A la mañana siguiente, Clara se sentó al borde de su cama y miró el anillo de compromiso de diamantes en su mano izquierda.
Era una piedra impecable de tres quilates que normalmente atrapaba la luz y la rompía en cien pequeños arcoíris.
Hoy, solo parecía un trozo de cristal. Una promesa hermosa y pesada que se sentía como una mentira.
Lenta y cuidadosamente, se quitó el anillo del dedo. Tenía los nudillos hinchados por la herida, y el movimiento envió una nueva ola de dolor por su brazo.
Lo colocó en su caja de terciopelo sobre la mesita de noche y cerró la tapa. El suave clic resonó en la habitación silenciosa.
Pasó la siguiente hora moviéndose por el departamento como un fantasma. Reunió las fotos enmarcadas de ellos juntos: riendo en Valle de Bravo, esquiando en Aspen, sonriendo en una gala de beneficencia. Las guardó todas en una caja en el fondo de su clóset.
Estaba enterrando la evidencia de su vida compartida. Estaba enterrando a la chica que había creído en ella.
El corte más profundo fue una pequeña y gastada fotografía que guardaba en su cartera. Era de su primer año en la Ciudad de México. Ella tenía dieciocho años, él veinticuatro. Estaban sentados en la banca de un parque, y él la miraba con una ternura que no había visto en años.
La sostuvo sobre el bote de basura de la cocina. Su mano temblaba.
Por un largo momento, no pudo soltarla. Ese chico la había salvado.
Luego recordó la frialdad en sus ojos la noche anterior.
Dejó caer la foto. Aterrizó boca abajo sobre un lecho de restos de café.
Rodrigo llegó a casa tarde esa noche, tarareando una melodía.

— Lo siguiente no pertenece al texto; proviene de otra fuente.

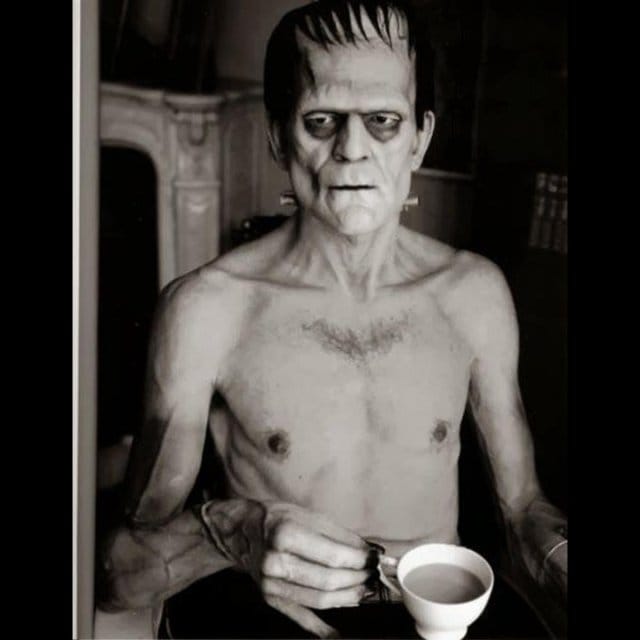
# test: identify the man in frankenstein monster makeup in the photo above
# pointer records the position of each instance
(330, 363)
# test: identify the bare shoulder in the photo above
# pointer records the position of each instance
(259, 259)
(196, 320)
(476, 295)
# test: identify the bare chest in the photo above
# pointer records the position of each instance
(312, 378)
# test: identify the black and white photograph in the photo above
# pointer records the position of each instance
(320, 297)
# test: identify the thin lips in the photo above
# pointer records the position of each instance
(351, 187)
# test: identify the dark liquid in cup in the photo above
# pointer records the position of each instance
(443, 583)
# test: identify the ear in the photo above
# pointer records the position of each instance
(423, 138)
(276, 140)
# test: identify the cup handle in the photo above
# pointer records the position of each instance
(389, 581)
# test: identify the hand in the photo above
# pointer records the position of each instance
(555, 570)
(299, 558)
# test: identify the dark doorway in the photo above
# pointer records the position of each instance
(128, 288)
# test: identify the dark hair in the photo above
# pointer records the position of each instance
(329, 22)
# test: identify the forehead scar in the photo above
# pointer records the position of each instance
(278, 443)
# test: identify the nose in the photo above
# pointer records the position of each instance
(351, 143)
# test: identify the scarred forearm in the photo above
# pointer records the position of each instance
(539, 543)
(140, 566)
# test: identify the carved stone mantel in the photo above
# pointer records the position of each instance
(205, 153)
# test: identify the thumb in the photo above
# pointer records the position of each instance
(302, 616)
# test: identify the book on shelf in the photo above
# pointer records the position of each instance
(539, 203)
(548, 229)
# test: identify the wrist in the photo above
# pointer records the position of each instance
(230, 526)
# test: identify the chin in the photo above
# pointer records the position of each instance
(355, 221)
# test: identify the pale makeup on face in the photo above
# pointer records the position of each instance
(353, 137)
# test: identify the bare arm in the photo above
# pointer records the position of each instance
(536, 529)
(298, 558)
(160, 549)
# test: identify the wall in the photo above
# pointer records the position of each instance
(242, 30)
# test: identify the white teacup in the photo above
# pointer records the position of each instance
(437, 620)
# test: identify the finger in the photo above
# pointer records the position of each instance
(305, 618)
(295, 539)
(330, 529)
(314, 598)
(294, 569)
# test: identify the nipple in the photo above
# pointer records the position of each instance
(278, 443)
(441, 430)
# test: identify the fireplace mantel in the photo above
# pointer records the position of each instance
(208, 154)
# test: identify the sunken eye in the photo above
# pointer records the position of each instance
(321, 125)
(383, 124)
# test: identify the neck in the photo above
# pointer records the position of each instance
(356, 264)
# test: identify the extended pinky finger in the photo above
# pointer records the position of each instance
(302, 616)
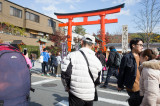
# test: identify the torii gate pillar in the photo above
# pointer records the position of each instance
(103, 31)
(69, 39)
(102, 13)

La encontró en el sofá, mirando la pantalla en blanco de la televisión.
-Buenas noticias -dijo, besando la parte superior de su cabeza-. Arreglé todo con el seguro del salón. Cubrirán tus gastos médicos. No hay necesidad de involucrar abogados.
Estaba orgulloso de sí mismo. Había resuelto el problema.
Su problema. No el de ella.
-Y -continuó-, estaba pensando. Nuestra boda es en dos semanas. Si tus manos no mejoran... bueno, Carla está tan destrozada por esto. Se ofreció a venir conmigo a Los Cabos. Solo para hacerme compañía. No podemos desperdiciar la reservación, ¿verdad?
Clara no se movió. No habló.
Sintió cómo el último trozo de su esperanza se convertía en polvo. Él estaba planeando su luna de miel con otra mujer.
Ni siquiera vio la herida. Simplemente siguió hablando.
-Te ves pálida -dijo, finalmente notándola-. ¿Te tomaste los analgésicos?
Ella negó con la cabeza.
Fue al baño y regresó con una pastilla y un vaso de agua.
-Ten. Tómate esto. Necesitas descansar.
Ella miró la pequeña pastilla blanca en la palma de su mano.
La tomó sin decir una palabra y la tragó con el agua. La pastilla era un bulto amargo en su garganta.
Estaba tragándose su versión de la historia. Por última vez.
El dolor en sus manos era un latido sordo y distante. El dolor en su pecho era agudo y real. Era lo único que sentía como propio.